General Order 157 of 14th November 1926 THE EMERGENCY POWERS ACT, 1926. COAL STRIKE. The Chief Constable is gratified to learn that the services of the detachment of the Hertford County Constabulary added temporarily to the Derby County Constabulary, were satisfactory, and he has much pleasure in publishing the following extract from a letter received from the Chief Constable of Derbyshire, under date 11th November 1926: Begins: “The detachment has done very good work and I will be grateful if you will be kind enough to convey to them my warm thanks for their services. I may say that Inspector Digby did very good work indeed and was of great assistance to my Ilkeston Superintendent. Will you also give him my personal thanks”. Ends.
If this letter from the Derbyshire Chief Constable seems a bit luke warm it transpires 10 of the Hertfordshire Constables suffered food poisoning after eating food which was supplied to them on behalf of the Derbyshire Police Authority. The Hertfordshire Force Surgeon said that their illness should be classed as an injury on duty and the Chief Constable agreed and said no one should suffer any stoppages from their pay.
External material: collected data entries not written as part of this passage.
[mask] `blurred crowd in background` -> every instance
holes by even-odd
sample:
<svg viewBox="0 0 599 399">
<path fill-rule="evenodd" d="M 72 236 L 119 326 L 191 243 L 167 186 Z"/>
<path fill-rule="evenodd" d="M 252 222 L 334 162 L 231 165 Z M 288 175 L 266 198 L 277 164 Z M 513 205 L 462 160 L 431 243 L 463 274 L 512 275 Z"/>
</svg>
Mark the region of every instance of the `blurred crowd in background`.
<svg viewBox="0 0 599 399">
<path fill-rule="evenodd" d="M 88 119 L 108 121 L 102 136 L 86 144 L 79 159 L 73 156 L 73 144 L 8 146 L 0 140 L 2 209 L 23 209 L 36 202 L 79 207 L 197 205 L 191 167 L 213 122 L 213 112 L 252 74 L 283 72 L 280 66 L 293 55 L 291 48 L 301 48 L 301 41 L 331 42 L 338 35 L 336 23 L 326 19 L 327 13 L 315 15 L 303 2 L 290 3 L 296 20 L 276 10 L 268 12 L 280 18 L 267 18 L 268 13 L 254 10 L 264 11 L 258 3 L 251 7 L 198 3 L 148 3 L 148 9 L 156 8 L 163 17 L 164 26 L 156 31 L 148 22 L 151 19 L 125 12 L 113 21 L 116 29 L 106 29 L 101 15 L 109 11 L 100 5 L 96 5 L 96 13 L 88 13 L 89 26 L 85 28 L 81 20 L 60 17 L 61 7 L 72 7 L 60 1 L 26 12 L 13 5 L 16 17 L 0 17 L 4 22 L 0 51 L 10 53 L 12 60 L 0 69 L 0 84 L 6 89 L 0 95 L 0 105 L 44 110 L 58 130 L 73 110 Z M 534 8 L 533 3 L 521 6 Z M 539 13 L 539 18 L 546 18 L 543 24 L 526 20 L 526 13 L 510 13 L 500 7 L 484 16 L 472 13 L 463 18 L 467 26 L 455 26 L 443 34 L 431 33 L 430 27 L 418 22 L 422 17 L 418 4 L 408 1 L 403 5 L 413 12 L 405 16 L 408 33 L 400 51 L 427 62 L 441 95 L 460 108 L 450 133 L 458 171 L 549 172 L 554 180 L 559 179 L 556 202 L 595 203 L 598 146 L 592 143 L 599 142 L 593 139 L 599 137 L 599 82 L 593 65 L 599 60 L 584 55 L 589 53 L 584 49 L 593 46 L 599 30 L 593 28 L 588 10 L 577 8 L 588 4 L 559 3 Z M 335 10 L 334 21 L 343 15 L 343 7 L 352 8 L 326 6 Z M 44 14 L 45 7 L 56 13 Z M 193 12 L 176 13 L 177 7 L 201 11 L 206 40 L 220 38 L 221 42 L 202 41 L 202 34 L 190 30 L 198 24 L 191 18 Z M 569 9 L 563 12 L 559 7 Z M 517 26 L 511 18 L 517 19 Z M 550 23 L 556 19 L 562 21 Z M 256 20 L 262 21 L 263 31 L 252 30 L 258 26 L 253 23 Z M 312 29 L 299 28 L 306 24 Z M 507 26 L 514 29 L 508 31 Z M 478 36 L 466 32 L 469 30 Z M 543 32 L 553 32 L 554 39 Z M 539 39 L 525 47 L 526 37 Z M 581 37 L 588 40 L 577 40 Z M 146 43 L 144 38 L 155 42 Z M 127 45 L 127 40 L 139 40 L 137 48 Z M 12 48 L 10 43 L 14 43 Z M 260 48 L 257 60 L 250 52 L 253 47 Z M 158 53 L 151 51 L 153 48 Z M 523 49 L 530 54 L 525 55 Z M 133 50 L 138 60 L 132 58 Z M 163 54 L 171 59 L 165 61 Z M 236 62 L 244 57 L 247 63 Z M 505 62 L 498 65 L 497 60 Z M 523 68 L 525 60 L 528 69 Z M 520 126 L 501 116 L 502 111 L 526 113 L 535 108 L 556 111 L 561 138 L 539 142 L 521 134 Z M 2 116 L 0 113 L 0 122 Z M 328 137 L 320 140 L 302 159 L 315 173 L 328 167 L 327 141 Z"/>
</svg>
William was one of those who suffered from the food poisoning.
The 1928 to 1930 Electoral Rolls list William Charles and Hannah Collett living at the Police Station, Hitchin Road, Weston.
William’s Police Service Record shows that on the 9th December 1930 he was transferred from E Division at Weston to D Division at Rebourn.
Retirement And Life After The Police.
On the 21st July 1939 William retired as a Constable on completion of his 25 years’ service on a pension of £145/9/7 per annum.
The 1939 Register shows William, a retired Police Constable, Hannah and Edgar Collett living at 52, Wood Lane, Hemel Hempstead.
William Charles Collett of 62, St. Albans Road, Hemel Hempstead died on the 17th April 1965 at St. Paul’s Hospital, Hemel Hempstead.